An email from back then (lightly cleaned up)

I found an early email I sent at the time. It captures the idea pretty well:

An alternative for summarization is to use a smaller model like Curie to do key points extraction.

Instead of trying to decode text and then form it back into a summary, you can use Curie with a few examples to pull out the critical parts.

If we wanted to run a query and pulled data straight from Wikipedia pages here are the estimated costs:

Cost estimate
Subject: Dracula
Keywords: Dracula, vampires, horror, fiction
Total words: 11,249
Tokens: 19,844

Cost per engine:
Davinci: $1.14
Curie: $0.11
Babbage: $0.023
Ada: $0.016

Why extraction can be better than summarization

Summaries are seductive because they feel like the “full solution.” But they introduce problems:

You’re generating new text, which increases the chance of hallucination or subtle distortion.
You have to decide: short summary? long summary? tone? format?
You may lose structure that you actually wanted (entities, topics, labels).

Extraction is a lot more grounded.
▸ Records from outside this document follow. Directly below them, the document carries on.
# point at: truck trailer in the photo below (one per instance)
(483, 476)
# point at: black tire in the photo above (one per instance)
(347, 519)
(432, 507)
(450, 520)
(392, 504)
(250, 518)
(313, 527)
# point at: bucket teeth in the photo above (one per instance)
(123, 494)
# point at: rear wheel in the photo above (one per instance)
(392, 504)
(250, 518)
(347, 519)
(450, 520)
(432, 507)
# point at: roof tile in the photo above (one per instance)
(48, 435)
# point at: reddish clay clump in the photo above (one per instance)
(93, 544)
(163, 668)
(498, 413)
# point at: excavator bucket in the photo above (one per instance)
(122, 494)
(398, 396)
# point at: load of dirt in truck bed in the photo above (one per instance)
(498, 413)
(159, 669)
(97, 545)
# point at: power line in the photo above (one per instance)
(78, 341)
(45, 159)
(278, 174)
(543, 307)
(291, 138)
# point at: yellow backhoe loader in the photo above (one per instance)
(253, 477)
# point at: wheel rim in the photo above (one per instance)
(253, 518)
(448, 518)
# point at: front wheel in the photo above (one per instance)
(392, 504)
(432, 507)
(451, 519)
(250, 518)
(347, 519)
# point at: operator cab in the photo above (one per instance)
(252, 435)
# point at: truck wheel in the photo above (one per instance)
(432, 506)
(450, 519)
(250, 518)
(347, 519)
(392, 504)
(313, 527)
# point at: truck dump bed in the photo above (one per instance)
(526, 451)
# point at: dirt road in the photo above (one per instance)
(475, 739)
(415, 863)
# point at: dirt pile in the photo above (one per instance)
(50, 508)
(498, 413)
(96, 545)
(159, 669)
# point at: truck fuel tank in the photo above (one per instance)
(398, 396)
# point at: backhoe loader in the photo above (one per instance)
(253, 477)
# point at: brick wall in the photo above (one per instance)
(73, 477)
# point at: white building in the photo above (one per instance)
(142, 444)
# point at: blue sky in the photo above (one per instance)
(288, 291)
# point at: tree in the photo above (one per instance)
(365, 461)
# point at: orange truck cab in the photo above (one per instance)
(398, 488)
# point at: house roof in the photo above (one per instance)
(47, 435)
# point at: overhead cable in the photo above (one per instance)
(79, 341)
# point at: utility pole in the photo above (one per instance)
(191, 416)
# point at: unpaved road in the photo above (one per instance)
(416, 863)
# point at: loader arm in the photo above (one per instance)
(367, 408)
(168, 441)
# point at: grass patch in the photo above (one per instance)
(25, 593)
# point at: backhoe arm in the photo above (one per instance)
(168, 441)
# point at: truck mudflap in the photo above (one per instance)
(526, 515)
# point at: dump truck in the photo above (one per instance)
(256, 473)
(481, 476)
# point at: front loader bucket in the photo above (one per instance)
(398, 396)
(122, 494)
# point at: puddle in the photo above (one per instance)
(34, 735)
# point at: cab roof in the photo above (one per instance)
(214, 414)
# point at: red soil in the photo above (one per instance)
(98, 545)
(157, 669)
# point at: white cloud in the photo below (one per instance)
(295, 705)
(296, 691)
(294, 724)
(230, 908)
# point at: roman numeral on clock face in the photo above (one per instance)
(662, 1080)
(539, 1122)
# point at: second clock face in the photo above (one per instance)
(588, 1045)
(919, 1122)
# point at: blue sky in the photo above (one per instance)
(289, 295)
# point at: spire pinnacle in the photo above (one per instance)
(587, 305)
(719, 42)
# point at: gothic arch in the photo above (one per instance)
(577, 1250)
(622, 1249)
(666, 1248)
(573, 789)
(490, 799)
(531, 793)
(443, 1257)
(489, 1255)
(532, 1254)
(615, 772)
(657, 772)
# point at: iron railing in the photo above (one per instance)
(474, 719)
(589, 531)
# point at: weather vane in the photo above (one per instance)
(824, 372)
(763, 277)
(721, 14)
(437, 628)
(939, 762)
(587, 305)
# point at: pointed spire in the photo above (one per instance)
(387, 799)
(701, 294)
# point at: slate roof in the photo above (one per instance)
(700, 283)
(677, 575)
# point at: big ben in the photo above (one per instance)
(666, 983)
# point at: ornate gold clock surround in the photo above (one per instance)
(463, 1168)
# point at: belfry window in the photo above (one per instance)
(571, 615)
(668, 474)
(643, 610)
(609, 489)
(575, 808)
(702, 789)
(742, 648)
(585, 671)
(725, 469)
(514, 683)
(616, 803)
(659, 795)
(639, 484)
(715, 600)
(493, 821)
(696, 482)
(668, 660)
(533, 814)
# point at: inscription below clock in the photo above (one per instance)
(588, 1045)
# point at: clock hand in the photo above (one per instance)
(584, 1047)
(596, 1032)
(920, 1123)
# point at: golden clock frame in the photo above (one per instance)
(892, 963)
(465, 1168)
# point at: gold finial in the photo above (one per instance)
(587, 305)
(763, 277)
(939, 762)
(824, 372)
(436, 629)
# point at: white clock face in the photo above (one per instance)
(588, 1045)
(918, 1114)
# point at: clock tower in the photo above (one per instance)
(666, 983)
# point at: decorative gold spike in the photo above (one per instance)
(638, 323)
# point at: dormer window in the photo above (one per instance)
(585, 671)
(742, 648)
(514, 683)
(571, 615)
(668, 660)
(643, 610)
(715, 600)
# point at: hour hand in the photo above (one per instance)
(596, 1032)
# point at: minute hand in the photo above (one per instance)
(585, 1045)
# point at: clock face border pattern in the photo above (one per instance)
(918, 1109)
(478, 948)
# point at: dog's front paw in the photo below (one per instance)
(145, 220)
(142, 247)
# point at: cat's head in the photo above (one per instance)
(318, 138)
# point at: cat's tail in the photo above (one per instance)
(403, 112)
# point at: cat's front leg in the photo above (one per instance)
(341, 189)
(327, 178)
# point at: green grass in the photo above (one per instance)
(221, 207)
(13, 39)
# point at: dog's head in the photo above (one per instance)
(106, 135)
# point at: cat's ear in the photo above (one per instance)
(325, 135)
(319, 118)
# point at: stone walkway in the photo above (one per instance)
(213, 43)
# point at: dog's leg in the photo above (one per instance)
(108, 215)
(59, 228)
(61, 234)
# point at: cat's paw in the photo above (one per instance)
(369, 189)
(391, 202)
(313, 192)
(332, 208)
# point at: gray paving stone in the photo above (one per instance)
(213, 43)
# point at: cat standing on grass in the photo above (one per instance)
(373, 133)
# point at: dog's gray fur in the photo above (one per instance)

You’re not asking the model to invent prose—you’re asking it to point at what’s already there.

Even if modern models are far better at summarization than they were in 2020, extraction still has a nice property:

it’s simpler
it’s faster
it’s cheaper
and it’s often easier to validate

The funny part: today this is almost free

What’s pretty amusing now is that the task that felt expensive with Da Vinci in 2020 would be extremely cheap today with a state‑of‑the‑art model—not only because models got more capable, but because they got dramatically more efficient.

I don’t think most of us expected that. I think we assumed capabilities would improve and costs would sort of stay in the same ballpark.

Instead, what happened was closer to:

capabilities improved dramatically
and costs fell exponentially

So today, with something like a very small modern model (e.g., a “nano” tier that’s still competent at reading lots of text), you can process large documents and extract key points for a fraction of what you would have paid years ago.

And importantly: you don’t need to have it write a whole new body of text. You can just have it extract the handful of things you need, reliably, without introducing extra creative surface area.

Practical takeaway

If you’re building something and you think you need summarization, it’s worth asking:

Do I actually need a rewritten summary?
Or do I need tags, topics, entities, key phrases, bullet points, or key sentences?

Because if it’s the second one, you’ll usually get:

lower cost
lower latency
less risk of hallucination
and output that’s easier to plug into downstream systems

Sometimes the best “summary” is just the right set of extracted points.